Touched out = Your toddler wants to climb into your lap, your baby wants to nurse again, your partner wants to hug you. Your skin crawls and you want to scream and run away.
You’ve already lost so much freedom and now you’re feeling like you’ve lost your personal space.⠀
You are not alone! Most mamas, especially introverts, feel this way at least some of the time.
Not only does feeling touched out make us want to scream, but it can also make us feel really guilty.
So what can you do? ⠀
Get some time alone. Even a few minutes every day can help. When your partner comes home, go for a walk for 15 minutes. Take a shower or a bath. Sit in the car and listen to music or a podcast.
If you are a single parent or your partner works too much: accept those offers you’ve shrugged off. A friend, neighbour or family member could spell you for a short time. If no one has offered- ask. Most people would be glad to help out- they just haven’t thought of it.⠀
Start a mindfulness practice. 5 minutes of mindfulness a day doesn’t sound like much but it has made a big difference for lots of people. Practising mindfulness involves breathing methods, guided imagery, and other practices to relax the body and mind and help reduce stress. ⠀
Be kind to yourself. Even if you’re with the kids, give yourself a break. Make a cup of tea. Paint your toenails. Put on some music you like.⠀
Get more support from your partner or friends. Tell them how you’re feeling in a non-blaming way by speaking about your experience. Because your partner/friends are not mind-readers they won’t know what you’re feeling so ask for help.⠀
If you have older kids/toddlers. Connect in non-touch ways. Put on some music and have a dance party with your kids. Play a game of hide-and-seek. Go for a walk and collect leaves, rocks or flowers. Have your child put on a show for you and let him drink up your undivided attention. Make a special effort to catch up with your partner over a glass of wine.⠀
Put yourself first. It’s not selfish. If you’re not taking care of yourself you can’t take care of anyone else. Prioritize your need for sleep, healthy food, and exercise.
Originally posted 2021-02-25 07:34:51.
11 CommentsLeave a Reply
Thank you for this piece
Love this. So true!
This is me. I don’t even know how to take care of myself anymore. Even when I do ask for sometime to myslef I’m asked why
Hardest part for me is family and friends
Yesterday i felt so frustrated, i was cleaning the house, feeding the pets, my baby wanted to play with me, my husband asking for help and i was so tired! I just srtated crying!!!! Normally i can handle it but this quarentine start afecting me!! I need a little time for myself!!!!!

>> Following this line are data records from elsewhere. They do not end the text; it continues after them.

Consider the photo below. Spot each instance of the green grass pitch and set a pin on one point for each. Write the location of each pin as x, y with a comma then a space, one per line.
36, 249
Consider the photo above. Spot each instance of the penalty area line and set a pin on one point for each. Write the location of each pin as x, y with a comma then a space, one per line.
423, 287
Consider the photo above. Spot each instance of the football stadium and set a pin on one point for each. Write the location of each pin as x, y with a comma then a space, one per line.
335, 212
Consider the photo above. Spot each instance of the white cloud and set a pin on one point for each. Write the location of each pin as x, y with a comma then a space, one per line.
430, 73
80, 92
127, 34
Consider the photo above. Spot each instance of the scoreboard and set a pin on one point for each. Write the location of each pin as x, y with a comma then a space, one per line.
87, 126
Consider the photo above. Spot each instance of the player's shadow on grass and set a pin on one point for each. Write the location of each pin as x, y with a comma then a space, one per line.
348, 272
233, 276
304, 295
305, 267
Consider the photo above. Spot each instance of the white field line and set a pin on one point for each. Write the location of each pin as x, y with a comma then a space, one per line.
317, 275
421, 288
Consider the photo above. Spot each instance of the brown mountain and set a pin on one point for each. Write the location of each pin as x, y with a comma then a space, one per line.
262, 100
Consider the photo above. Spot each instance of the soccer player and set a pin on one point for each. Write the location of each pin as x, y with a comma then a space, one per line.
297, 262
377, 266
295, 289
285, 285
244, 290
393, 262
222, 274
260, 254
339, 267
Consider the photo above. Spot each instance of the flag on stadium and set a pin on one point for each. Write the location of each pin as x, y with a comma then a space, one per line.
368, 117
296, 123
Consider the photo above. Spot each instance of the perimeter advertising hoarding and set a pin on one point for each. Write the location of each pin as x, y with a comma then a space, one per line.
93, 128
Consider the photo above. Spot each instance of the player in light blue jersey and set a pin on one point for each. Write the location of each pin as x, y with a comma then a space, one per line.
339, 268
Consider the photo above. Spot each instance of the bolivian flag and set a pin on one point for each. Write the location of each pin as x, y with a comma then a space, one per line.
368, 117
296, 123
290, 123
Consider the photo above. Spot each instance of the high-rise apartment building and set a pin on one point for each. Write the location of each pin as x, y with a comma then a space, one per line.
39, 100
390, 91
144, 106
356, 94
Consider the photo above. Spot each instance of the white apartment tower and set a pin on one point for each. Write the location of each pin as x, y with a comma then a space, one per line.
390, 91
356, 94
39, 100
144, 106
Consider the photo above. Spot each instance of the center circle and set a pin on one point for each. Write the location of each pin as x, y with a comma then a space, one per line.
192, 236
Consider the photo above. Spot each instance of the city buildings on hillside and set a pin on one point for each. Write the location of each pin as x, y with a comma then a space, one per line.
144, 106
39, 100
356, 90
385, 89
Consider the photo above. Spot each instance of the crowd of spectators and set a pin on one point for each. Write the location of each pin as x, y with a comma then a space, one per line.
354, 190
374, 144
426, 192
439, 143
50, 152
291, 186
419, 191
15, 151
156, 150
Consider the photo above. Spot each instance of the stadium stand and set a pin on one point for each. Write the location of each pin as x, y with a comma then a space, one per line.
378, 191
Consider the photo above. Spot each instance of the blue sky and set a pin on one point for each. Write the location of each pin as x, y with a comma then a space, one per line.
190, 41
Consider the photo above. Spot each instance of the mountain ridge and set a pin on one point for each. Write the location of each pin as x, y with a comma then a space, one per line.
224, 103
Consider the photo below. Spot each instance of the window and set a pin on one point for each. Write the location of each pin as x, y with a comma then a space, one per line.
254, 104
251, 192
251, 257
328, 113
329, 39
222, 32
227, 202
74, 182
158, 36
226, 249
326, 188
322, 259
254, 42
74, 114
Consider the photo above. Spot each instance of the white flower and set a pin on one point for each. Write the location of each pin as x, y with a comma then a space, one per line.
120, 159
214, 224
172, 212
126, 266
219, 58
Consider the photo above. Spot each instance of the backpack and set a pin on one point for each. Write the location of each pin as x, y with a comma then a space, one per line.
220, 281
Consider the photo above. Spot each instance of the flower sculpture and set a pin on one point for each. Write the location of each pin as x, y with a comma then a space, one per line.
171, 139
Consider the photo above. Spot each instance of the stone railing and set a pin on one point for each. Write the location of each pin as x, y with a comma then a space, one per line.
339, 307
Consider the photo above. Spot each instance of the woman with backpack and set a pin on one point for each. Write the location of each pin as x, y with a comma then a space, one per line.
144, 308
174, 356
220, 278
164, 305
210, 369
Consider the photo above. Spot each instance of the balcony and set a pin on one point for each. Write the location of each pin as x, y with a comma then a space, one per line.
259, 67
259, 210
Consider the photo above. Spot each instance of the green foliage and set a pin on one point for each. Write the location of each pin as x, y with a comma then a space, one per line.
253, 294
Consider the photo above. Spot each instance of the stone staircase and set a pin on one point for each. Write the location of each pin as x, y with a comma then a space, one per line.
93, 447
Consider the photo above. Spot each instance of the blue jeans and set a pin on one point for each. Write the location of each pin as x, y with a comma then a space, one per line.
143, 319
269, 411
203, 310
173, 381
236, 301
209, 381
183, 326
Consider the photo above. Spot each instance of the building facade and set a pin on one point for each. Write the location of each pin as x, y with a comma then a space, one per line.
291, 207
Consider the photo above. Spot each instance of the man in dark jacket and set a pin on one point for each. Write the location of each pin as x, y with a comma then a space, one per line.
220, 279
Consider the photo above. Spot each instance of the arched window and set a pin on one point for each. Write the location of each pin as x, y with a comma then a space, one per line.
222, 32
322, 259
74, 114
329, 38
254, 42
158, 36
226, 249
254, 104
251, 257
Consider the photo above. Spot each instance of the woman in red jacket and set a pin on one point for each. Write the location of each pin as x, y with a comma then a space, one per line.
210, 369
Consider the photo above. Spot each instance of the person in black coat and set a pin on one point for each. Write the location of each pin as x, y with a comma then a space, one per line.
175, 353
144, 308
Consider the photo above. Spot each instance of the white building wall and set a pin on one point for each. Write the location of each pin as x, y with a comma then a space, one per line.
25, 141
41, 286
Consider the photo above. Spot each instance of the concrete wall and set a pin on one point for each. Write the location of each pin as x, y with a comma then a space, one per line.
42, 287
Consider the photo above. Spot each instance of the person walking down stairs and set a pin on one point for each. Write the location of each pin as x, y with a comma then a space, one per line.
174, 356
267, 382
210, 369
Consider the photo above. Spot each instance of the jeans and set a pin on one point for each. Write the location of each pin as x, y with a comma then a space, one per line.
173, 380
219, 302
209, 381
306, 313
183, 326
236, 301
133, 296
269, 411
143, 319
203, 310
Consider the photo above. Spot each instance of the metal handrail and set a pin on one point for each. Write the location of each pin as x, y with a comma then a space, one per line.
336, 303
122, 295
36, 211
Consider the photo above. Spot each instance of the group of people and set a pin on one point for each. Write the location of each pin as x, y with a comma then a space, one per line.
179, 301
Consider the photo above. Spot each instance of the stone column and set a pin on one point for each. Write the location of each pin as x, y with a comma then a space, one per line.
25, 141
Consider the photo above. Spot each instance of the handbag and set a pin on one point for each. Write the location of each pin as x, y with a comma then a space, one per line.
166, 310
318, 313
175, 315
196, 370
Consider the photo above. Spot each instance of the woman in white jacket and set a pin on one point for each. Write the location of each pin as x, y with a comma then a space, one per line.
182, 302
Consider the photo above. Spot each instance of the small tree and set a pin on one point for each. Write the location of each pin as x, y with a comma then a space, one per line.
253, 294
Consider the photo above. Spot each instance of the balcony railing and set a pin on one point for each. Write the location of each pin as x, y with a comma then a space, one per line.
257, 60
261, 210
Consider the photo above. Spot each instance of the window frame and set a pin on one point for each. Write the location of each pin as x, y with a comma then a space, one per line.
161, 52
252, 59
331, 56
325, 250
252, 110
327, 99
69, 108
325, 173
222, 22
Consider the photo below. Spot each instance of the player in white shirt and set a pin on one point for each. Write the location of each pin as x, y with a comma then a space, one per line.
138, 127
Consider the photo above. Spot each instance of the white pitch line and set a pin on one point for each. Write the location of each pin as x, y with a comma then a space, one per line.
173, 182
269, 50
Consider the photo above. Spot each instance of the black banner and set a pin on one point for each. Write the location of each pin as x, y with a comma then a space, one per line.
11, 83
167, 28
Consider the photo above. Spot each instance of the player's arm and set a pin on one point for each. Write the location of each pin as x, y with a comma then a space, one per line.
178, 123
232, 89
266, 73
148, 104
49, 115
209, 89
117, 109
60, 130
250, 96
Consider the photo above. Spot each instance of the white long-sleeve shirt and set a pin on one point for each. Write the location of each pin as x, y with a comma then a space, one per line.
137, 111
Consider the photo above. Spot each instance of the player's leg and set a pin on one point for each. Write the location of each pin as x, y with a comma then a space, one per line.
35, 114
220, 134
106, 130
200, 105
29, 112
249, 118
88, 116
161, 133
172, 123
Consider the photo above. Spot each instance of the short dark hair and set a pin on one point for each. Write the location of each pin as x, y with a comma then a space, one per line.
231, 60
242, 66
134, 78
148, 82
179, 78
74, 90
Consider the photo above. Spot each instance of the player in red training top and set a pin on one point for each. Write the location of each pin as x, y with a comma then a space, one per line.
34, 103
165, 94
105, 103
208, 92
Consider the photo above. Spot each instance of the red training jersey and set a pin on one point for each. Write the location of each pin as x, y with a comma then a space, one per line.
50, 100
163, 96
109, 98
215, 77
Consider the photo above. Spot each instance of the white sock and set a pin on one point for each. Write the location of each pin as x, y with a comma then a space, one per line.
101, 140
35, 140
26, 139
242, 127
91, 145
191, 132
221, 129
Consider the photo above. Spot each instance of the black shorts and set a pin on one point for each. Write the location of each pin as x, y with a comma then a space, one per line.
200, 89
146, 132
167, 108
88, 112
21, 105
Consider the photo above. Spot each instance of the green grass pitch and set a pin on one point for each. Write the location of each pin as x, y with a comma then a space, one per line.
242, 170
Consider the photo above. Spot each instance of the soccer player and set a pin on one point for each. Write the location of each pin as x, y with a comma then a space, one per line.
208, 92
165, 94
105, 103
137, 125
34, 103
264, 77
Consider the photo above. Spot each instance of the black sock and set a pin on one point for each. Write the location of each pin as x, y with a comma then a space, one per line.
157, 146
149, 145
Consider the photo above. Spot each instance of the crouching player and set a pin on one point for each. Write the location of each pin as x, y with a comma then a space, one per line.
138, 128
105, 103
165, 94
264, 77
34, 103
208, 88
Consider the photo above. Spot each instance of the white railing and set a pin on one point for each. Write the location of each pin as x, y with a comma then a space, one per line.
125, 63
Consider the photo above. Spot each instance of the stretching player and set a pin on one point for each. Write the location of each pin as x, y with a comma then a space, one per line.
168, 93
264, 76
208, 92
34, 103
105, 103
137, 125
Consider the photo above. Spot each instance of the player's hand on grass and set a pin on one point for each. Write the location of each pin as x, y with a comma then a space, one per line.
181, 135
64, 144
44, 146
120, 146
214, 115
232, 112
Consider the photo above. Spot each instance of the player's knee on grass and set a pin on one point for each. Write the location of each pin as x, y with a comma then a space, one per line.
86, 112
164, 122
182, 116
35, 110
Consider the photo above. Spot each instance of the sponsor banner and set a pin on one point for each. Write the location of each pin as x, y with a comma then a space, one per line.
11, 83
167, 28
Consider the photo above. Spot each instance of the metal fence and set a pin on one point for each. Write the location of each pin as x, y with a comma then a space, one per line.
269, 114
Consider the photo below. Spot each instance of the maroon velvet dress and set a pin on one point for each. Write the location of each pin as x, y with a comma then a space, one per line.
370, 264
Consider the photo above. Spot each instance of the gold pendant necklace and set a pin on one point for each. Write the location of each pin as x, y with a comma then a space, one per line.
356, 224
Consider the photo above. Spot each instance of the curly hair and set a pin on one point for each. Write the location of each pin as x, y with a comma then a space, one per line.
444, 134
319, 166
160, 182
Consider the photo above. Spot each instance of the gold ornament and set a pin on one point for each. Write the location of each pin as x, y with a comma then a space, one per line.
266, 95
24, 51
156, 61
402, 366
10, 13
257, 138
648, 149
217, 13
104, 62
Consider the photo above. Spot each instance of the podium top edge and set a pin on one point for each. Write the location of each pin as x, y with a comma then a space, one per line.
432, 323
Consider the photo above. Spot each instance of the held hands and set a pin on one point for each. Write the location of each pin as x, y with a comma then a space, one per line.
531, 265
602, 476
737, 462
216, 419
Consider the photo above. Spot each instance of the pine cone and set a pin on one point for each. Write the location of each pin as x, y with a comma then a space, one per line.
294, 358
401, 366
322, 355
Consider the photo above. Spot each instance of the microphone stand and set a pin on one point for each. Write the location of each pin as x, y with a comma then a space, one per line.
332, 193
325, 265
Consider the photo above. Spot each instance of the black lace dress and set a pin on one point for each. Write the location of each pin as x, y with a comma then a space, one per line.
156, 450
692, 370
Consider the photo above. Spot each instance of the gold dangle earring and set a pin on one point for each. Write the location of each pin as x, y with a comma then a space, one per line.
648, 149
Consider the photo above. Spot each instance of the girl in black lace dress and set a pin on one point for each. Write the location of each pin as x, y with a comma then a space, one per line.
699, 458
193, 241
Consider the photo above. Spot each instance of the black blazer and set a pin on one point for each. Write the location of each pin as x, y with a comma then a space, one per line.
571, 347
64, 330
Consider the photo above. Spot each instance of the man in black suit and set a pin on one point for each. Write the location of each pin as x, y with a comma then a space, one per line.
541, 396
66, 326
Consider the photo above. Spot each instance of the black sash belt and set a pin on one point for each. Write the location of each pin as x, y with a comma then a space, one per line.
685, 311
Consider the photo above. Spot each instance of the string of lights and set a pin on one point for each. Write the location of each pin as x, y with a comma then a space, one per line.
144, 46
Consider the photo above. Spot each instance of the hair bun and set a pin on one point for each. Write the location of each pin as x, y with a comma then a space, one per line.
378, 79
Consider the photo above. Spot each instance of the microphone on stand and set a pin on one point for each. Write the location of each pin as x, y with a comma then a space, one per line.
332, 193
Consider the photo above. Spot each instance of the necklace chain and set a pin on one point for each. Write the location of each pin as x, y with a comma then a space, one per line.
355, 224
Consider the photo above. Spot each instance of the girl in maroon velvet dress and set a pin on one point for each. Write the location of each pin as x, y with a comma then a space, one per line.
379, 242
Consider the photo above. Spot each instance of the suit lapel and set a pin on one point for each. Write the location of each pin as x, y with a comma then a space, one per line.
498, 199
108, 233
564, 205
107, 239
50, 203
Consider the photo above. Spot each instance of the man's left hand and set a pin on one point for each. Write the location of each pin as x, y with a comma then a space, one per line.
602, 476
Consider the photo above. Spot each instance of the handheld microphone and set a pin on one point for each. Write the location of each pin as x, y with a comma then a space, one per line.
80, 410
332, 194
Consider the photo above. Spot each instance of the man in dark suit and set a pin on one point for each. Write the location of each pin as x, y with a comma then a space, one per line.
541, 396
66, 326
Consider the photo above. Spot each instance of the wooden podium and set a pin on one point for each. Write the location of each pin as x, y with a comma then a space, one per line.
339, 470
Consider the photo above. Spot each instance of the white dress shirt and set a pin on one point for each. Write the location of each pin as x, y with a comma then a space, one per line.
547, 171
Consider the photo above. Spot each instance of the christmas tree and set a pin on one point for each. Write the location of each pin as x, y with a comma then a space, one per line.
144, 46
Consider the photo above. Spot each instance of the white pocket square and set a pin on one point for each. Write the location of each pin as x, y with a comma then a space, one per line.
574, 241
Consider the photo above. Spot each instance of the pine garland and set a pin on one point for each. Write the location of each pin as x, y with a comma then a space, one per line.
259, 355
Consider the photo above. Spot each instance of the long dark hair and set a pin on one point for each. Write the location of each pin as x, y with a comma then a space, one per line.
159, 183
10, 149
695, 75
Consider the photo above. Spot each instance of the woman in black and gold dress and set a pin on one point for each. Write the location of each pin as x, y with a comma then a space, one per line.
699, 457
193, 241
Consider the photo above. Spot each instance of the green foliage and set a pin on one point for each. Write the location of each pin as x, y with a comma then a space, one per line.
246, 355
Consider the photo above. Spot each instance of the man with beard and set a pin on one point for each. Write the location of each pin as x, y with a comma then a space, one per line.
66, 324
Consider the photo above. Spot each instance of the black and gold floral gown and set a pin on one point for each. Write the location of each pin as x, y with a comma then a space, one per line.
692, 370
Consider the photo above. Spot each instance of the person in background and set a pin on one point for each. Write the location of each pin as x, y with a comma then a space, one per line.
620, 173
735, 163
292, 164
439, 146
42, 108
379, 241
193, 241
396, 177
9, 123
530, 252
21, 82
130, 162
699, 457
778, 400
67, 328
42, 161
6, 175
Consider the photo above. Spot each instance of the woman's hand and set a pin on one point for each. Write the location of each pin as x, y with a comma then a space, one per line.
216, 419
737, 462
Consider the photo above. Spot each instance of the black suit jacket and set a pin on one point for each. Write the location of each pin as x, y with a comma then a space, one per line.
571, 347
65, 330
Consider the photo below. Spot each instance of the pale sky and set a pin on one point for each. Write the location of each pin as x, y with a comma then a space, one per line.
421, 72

Relate… thanks to this post ❤️
Now i know why i kept telling my campers that it was “too hot for hugs out” so they’d stop touching me and grabbing at me when i was a counsellor. This post is a huge eye opener on many levels
I needed this. I’ve spent the past few days hiding by separating myself from my son by standing on the backing of the couch so he stops touching my toes, feet and legs. I’m an introvert and I have a hard time with all the constant touching and i kept feeling guilty not understanding why i was having such a hard time being touched. I haven’t been sleeping since I’m a single mom so it makes extra sense why it’s so consistent
I have had times where I have a brief moment of feelings of failure and u feel like you have tried everything and all u want to do is walk away but at the same time the love you feel for ur little one is like no other!
I take a deep breath and I ask myself to let my walls down and give him a big big cuddle. The love and cries are great to share together, even if he wants to be put back down, I just breathe him in and all the negativity and frustration melts away. 👶 💕
OHMG this is me after a 12 hour shift in the hospital. And then this is me mid day when my husband gets home from work since I’ve been on leave. You just think, I can’t touch another person. Wait, you want me to have SEX with you?!? NOPE. Don’t even touch me.